Rigid braces consist of a sturdy layer of material (typically cotton or canvas) that wraps around the torso, and includes rigid panels that cover the front, back, and sometimes sides of the brace. Some models include hard plastic or metal bars that cover the outside of the brace.
A back brace that combines elements of both flexible and rigid orthoses may be referred to as a semi-rigid brace. For instance, a flexible lumbar belt may include additional padding or molded plastic inserts for some additional support and stability.
In one study, disability index and pain scores improved more when participants used a rigid back brace compared with a flexible brace.

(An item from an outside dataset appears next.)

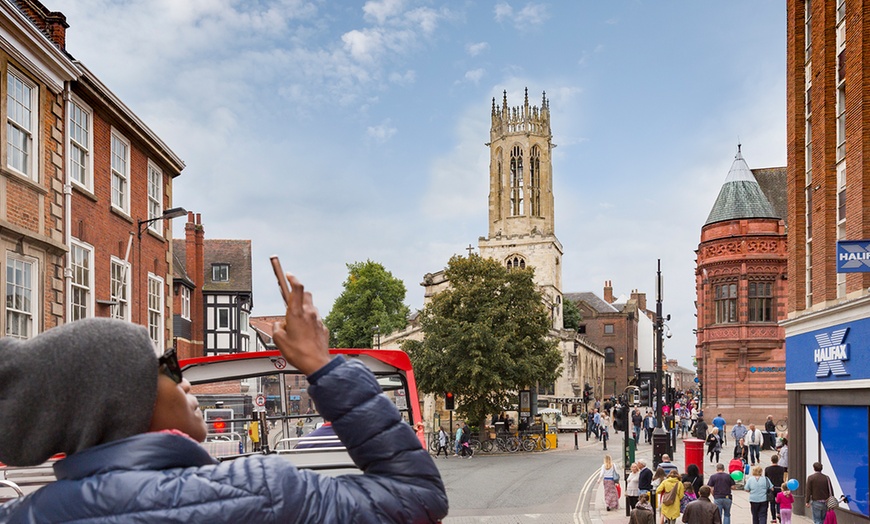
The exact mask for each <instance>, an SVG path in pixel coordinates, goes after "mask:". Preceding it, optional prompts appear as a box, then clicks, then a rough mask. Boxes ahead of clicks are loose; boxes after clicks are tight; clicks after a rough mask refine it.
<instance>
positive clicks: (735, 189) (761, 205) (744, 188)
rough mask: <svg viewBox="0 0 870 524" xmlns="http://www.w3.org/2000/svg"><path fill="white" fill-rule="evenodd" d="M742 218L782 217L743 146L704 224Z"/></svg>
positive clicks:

A rigid back brace may be custom-made or assembled from a selection of pre-made parts. In either case, a doctor, orthotist who specializes in designing and fitting braces, or other qualified health professional will measure and fit the brace to ensure it is safe, comfortable, and effective.
Flexible orthoses are made of a soft material, such as cotton/elastic blends, canvas, and/or neoprene (a type of synthetic, flexible rubber). These braces include corsets, lumbar belts, and sacroiliac belts.
Flexible lumbar belts or corsets typically come in a variety of sizes and designs. A corset brace looks similar to a woman's corset and allows for some limited bending. Corsets typically include vertical metal or plastic stays at the front, back, and/or sides of the brace that provide stability and some motion restriction.
Lumbar belts and sacroiliac belts provide somewhat more restriction in movement and are typically made of a sturdier fabric without stays.
It is recommended to consult with a doctor on the appropriate size and fit of a flexible brace to ensure the brace is safe to use and likely to provide effective pain relief.